Million Instructions Per Second (MIPS)

2025-06-22
3 min read

Overview

MIPS stands for “Million Instructions Per Second”—it’s a measure of computer performance that indicates how many machine instructions a processor can execute in one second.

Example

  • A vintage Intel 8086 CPU (1980s) → ~0.33 MIPS
  • A modern ARM Cortex-A76 → ~10,000+ MIPS (estimated)

Unlike FLOPS (which specifically measures floating-point operations), MIPS counts all types of processor instructions, including:

What’s an “Instruction”?

In this context, an instruction is a low-level command a CPU understands — like:

  • Data movement (loading/storing values)
  • Integer arithmetic (addition, subtraction with whole numbers)
  • Logic operations (AND, OR, NOT)
  • Control flow (jumps, branches, loops)
  • Memory operations

MIPS vs FLOPS

Table.

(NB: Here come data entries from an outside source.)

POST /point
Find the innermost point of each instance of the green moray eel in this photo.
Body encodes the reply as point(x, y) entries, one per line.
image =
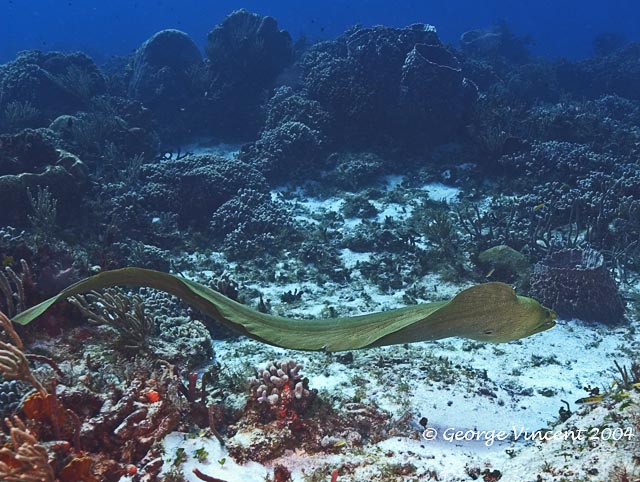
point(490, 312)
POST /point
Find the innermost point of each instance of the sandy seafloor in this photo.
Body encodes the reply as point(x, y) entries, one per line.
point(522, 385)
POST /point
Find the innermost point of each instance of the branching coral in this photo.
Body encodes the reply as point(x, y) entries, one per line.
point(13, 362)
point(12, 288)
point(276, 380)
point(26, 460)
point(114, 308)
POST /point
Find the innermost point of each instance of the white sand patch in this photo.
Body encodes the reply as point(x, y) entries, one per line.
point(213, 465)
point(439, 192)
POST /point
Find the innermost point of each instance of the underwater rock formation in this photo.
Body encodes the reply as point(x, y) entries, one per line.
point(383, 83)
point(498, 42)
point(286, 150)
point(576, 284)
point(29, 161)
point(617, 73)
point(246, 53)
point(164, 78)
point(194, 186)
point(251, 223)
point(52, 83)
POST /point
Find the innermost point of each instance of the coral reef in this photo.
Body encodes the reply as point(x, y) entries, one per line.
point(163, 78)
point(195, 186)
point(51, 82)
point(246, 53)
point(252, 223)
point(368, 81)
point(577, 284)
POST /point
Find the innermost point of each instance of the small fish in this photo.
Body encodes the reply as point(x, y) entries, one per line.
point(590, 400)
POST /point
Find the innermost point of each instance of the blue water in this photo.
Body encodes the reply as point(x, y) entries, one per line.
point(104, 28)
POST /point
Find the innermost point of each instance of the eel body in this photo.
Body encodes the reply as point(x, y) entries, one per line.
point(489, 312)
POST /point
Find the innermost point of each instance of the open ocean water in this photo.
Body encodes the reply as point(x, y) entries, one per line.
point(319, 241)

MIPS vs FLOPS
MetricMeasuresTypical UseExample
MIPSInteger/machine instructionsGeneral-purpose computingOS, compilers, system apps
FLOPSFloating point operationsScientific/AI/ML workloadsAI models, physics, simulations

Why MIPS Isn’t Always Reliable

MIPS was historically a popular benchmark for comparing processor performance, especially in the 1980s and 1990s. However, it has some significant limitations:

  • Different instructions take different amounts of time to execute
  • Simple instructions (like moving data) execute faster than complex ones (like division)
  • Modern processors use techniques like pipelining and parallel execution that make instruction counting less meaningful
  • The mix of instruction types varies greatly between different programs

For example: a CPU might boast “2000 MIPS,” but that tells you little about how fast it renders video or trains a neural net.

Modern performance benchmarks tend to use more realistic measures like actual program execution times, FLOPS for scientific computing, or specialized benchmarks that test real-world workloads rather than just raw instruction throughput.

Modern Performance Benchmarks

There isn’t a single universal benchmark that replaced MIPS, but rather a variety of specialized benchmarks depending on the use case:

For General Computing Performance:

  • SPEC benchmarks (like SPEC CPU): These run actual application workloads including compression, compilation, scientific computing, and other real-world tasks
  • Geekbench: Popular cross-platform benchmark that tests CPU and memory performance with practical workloads
  • Cinebench: Focuses on rendering performance, useful for creative workloads

For Gaming and Graphics:

  • 3DMark: Tests GPU performance with game-like graphics workloads
  • Frame rates in actual games: Often the most practical measure for gaming performance

For AI/Machine Learning:

  • FLOPS: (especially for training neural networks)
  • MLPerf: Standardized benchmarks for ML training and inference across different hardware
  • Tokens per second: For language models

For Mobile Devices:

  • AnTuTu: Comprehensive mobile benchmark testing CPU, GPU, memory, and storage
  • Battery life tests: Under specific workloads

For Servers/Data Centers:

  • TPC benchmarks: (Transaction Processing Performance Council) for database performance
  • LINPACK: For high-performance computing (used to rank supercomputers)

The key shift has been from simple instruction counting to workload-based benchmarks that measure how fast systems complete actual tasks that users care about. This gives a much more realistic picture of real-world performance than abstract metrics like MIPS ever could.